Ramadhan Sendirian

Yah, sebenernya nggak sendiri-sendiri amat, sih. Ada kawan-kawan kuliah yang puasa juga. Tapi nggak ada yang tinggal di koridor yang sama atau di bangunan yang sama. Mau sahur atau buka bareng kawan di bangunan asrama seberang, saya nggak seniat itu untuk bela-belain cuci muka, ganti baju (masa’ dasteran nyeberang jalan jam 3 pagi?), dan buka kunci di pintu-pintu laknat *lebay*
Walhasil, sahur dan buka ya… sendirian aja.

Selama puasa di Den Haag (dua hari awal Ramadhan di Barcelona, saya pakai “kartu” keringanan sebagai musafir, jadi nggak puasa dulu, dibayar belakangan — kayak kredit ya jadinya), memang sempat makan malam bareng beberapa anak Indonesia yang kuliah di ISS. Tempatnya di mana lagi kalau bukan di Fat Kee, restoran andalan nan murah meriah berbonus MSG. Selain itu, ya, manyun sendiri di kamar.

Kesannya kok memelas amat, ya.
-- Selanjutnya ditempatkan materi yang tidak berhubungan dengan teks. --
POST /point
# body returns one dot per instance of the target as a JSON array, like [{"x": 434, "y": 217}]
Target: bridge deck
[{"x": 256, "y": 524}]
Tapi memang memelas, kok, apalagi ini bulan supersepi di ISS, kebanyakan teman masih sibuk penelitian tesis di negaranya masing-masing. Dengan “kebanyakan”, maksudku adalah teman-teman yang ambil program master “normal” yang 15,5 bulan, bukan 12 bulan seperti saya. *tarik napas panjang demi mencegah serangan panik tiap kali mengingat tesis belum sampai mana-mana*

Kembali ke topik, soal Ramadhan, ini pertama kali saya puasa di luar Indonesia. Ndilalah kok ya pas musim panas, saat matahari bersinar dengan ramah selama 18 jam. Artinya ya segitu panjangnya lah masa saya harus menahan nafsu minum, makan, marah, dan nafsu-nafsu lainnya.

Menu berbuka dan sahur ya seadanya. Baru sempat masak dua kali, sih. Nasi goreng dengan cah daging sapi dan brokoli (sisa dari Fat Kee, bukan pas makan bareng tapi pas makan sendiri aja… duh ini kata “sendiri” kayaknya terlalu banyak dipajang dalam postingan ini), dan pasta triwarna saus daging sapi dan tomat. Sekali masak, bisa buat tiga sampai empat kali makan. Bosan ya bosan, tapi berhubung saya pemalas dan pengirit, ya.. glek aja langsung.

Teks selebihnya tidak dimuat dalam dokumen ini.